The lights and siren were on as Officer Rob Impemba rounded a curve on Beach Street and encountered a man waving his arms – drunk, stumbling but not out of breath.
It was police Sgt. Evan Franklin and he was asking Impemba for a ride home.
“He asked me, ‘Can you get me home?’” Impemba testified on Monday in Suffolk Superior Court about his controversial interaction with Franklin, who was dismissed from the department for the incident in the wake of the Talbot murder.
As the trial shifted gears Monday from State Police crime scene experts to Revere Police officers who responded to the scene, Impemba gave first-person testimony to one of the more controversial side stories to the Talbot case.
Franklin was allegedly one of the officers drinking behind Revere High School (RHS) during the shooting of Talbot.
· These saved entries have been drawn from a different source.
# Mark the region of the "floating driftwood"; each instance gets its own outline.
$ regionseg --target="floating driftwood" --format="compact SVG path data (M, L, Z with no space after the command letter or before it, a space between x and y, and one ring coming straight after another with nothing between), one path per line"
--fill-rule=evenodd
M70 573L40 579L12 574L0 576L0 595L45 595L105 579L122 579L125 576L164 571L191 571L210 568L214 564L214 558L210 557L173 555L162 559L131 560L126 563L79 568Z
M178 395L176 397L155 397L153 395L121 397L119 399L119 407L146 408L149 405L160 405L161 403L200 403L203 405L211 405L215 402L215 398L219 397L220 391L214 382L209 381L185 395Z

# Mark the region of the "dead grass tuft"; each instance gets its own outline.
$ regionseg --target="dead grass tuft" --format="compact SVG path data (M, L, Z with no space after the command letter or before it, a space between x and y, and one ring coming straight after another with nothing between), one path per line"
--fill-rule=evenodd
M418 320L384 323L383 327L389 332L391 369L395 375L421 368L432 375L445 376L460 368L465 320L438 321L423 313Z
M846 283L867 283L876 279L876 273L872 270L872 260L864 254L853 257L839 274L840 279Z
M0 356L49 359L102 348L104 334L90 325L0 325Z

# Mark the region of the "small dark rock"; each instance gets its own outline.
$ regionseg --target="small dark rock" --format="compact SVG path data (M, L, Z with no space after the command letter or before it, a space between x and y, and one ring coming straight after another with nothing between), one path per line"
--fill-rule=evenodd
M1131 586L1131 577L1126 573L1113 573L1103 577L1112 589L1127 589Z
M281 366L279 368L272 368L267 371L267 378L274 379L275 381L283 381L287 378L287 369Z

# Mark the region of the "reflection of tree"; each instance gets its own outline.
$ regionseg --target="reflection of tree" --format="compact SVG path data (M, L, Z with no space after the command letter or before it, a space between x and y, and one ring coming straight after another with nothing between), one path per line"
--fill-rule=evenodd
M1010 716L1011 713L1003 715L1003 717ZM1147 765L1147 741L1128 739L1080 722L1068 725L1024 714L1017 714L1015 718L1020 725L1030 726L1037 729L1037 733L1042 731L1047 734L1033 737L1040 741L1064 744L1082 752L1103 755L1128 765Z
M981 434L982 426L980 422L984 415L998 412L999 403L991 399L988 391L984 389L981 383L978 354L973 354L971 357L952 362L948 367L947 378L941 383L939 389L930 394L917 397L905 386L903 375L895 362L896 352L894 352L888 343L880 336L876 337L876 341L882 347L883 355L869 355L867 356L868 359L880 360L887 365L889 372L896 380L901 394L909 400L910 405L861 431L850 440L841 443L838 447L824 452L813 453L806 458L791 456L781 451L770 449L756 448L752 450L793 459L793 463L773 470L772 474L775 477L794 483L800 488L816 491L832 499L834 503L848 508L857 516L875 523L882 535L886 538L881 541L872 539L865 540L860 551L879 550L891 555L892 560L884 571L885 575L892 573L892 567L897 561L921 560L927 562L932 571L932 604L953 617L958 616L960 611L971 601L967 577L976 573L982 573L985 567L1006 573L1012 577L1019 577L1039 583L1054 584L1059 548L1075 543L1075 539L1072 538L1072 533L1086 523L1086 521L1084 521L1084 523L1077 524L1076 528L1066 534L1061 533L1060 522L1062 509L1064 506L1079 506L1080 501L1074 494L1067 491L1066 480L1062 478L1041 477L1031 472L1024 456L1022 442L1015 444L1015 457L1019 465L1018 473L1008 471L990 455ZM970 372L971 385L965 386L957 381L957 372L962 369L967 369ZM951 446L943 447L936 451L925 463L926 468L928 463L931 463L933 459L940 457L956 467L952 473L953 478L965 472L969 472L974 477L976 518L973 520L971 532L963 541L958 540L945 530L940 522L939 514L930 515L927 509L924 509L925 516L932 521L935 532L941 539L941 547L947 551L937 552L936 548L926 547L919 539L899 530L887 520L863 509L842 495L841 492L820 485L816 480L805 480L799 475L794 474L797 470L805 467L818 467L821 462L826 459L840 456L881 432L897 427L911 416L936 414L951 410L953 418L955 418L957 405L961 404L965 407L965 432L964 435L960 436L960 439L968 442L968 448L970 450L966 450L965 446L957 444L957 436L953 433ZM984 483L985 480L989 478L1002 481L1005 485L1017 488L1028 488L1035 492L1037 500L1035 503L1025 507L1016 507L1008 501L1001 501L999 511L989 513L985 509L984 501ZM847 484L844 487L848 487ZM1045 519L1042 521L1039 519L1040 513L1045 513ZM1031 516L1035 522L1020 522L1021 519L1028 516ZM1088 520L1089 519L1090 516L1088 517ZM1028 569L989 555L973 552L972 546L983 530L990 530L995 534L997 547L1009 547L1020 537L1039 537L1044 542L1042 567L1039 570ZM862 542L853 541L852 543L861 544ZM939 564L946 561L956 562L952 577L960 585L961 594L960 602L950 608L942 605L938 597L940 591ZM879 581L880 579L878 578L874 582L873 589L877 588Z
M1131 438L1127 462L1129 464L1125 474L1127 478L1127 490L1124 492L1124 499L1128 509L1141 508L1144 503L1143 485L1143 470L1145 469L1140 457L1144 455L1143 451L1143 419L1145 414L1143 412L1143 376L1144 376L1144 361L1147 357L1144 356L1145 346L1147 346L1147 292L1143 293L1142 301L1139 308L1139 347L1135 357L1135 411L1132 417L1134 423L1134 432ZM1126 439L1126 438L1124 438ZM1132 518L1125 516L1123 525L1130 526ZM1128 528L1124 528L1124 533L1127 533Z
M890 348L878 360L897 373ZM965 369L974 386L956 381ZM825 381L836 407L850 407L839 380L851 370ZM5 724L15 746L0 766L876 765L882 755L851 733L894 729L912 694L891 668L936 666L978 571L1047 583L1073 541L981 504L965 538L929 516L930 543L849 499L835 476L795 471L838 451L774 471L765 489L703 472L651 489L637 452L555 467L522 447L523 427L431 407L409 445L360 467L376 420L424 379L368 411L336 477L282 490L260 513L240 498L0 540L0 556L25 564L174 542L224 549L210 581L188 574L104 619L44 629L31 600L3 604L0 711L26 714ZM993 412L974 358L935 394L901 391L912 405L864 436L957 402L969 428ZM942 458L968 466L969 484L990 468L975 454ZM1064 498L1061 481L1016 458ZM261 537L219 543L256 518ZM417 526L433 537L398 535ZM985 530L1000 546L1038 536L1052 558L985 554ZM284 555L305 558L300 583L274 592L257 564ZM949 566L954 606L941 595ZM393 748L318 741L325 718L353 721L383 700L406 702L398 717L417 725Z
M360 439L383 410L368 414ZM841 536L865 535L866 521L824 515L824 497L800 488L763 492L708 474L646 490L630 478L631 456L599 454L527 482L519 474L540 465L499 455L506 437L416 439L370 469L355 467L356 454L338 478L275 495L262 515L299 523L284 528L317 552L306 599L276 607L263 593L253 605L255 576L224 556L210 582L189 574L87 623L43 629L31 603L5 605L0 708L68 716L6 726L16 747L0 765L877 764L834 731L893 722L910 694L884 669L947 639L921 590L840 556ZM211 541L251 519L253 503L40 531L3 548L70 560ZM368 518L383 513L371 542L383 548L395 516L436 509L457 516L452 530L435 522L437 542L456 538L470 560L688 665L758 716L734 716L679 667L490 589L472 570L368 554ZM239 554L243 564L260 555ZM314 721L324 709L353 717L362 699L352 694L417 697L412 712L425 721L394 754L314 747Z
Impemba said that Franklin never mentioned the shooting or any of the circumstances during their two to three minute ride.
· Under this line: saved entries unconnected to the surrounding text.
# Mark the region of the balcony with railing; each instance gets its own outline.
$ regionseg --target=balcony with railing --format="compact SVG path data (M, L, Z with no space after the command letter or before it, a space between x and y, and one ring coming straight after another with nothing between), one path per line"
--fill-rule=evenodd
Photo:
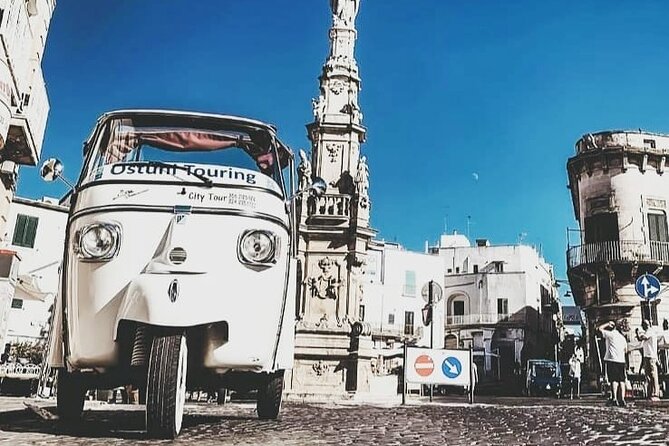
M509 320L508 314L498 313L472 313L463 315L446 316L446 326L455 325L477 325L477 324L497 324Z
M369 324L372 328L373 337L382 337L382 338L410 338L410 339L420 339L423 337L425 328L422 326L414 325L390 325L390 324L381 324L379 322L371 322Z
M12 116L8 139L11 147L8 147L8 151L13 161L34 165L42 152L44 130L49 114L49 98L39 67L35 70L29 91L30 93L22 96L21 107L18 107Z
M325 194L309 201L309 216L315 220L348 221L351 197L344 194Z
M627 262L669 264L669 242L612 240L572 246L567 250L570 269L596 263Z

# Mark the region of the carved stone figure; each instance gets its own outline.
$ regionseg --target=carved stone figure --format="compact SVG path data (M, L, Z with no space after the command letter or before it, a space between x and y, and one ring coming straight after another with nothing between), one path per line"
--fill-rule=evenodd
M305 190L311 186L311 174L311 161L307 158L304 150L300 149L300 165L297 168L300 190Z
M358 186L358 195L367 198L369 196L369 168L367 167L366 156L361 157L360 161L358 161L355 183Z
M309 279L309 288L313 297L320 299L337 299L339 297L339 264L329 257L324 257L318 262L322 274Z
M340 194L353 195L353 192L355 192L353 177L348 170L343 171L339 179L332 181L330 186L336 187Z
M348 104L344 105L341 112L350 115L353 122L360 123L362 121L362 112L360 111L360 107L358 107L357 101L353 97L348 101Z
M318 99L311 99L311 106L314 112L314 119L316 122L322 122L323 117L325 116L325 98L323 95L319 95Z
M360 0L330 0L335 25L353 26L360 9Z

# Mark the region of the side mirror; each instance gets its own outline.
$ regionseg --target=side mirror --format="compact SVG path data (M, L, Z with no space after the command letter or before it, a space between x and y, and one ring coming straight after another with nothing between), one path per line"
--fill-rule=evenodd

When the initial call for a shooting came in, Impemba traveled from a traffic stop on VFW Parkway to the back of RHS. In the process, he met Franklin.
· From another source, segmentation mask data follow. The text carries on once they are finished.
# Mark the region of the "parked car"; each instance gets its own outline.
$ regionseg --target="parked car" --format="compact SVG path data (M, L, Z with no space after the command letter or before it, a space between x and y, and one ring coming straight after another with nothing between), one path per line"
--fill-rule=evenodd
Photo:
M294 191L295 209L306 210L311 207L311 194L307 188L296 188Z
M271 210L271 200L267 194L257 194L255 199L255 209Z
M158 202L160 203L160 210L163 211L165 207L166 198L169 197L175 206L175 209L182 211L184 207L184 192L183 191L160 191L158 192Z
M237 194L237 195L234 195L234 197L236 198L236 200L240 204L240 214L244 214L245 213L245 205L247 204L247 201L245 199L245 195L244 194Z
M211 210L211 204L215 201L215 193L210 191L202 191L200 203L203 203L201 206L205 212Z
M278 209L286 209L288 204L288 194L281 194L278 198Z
“As soon as I stopped the vehicle, he rested his hands on the passenger side door and stated, ‘Can you get me home?’” Impemba said. “I knew where he lived. I said, ‘Sarge, I’m on my way to a shots fired call and a possible man down at the high school. He had no immediate response. He put his hand on the back door of the cruiser and stated, ‘Just get me to Broadway then.’ He appeared extremely intoxicated, eyes glassy and speech slurred.”
Impemba said Franklin did not order him to take him to Broadway, but rather he decided to take him there as opposed to getting out and possibly getting in an argument and losing valuable time.
So, instead of going directly to the high school, Impemba drove to Central Avenue and Broadway, took a right onto Broadway and then another right onto East Mountain Avenue.
That’s where he said he let out Franklin.
“He obviously didn’t want to have any conversation with me because he just jumped out and said, ‘See you later,’ and then ran across Broadway,” said Impemba.
The defense seized upon the fact that Franklin did not appear out of breath. Prosecutors said he ran from the scene of the shooting, which would have meant running up a gigantic hill on Janrvin Avenue and then down the other side of that hill.
It’s a jaunt that the defense said would cause most people to be out of breath and sweaty.
“There’s a large hill on Janvrin Avenue, right?” said Defense Attorney Peter Krupp.
“Was Sgt. Franklin out of breath?” he asked.
“No,” said Impemba.
“Was Sgt. Franklin at the high school?” asked Krupp.
“Well, I wasn’t there, so I can’t prove he was there,” said Impemba.
“So he might not have run from the high school?” said Krupp.
“Either that or he regained his breath,” said Impemba.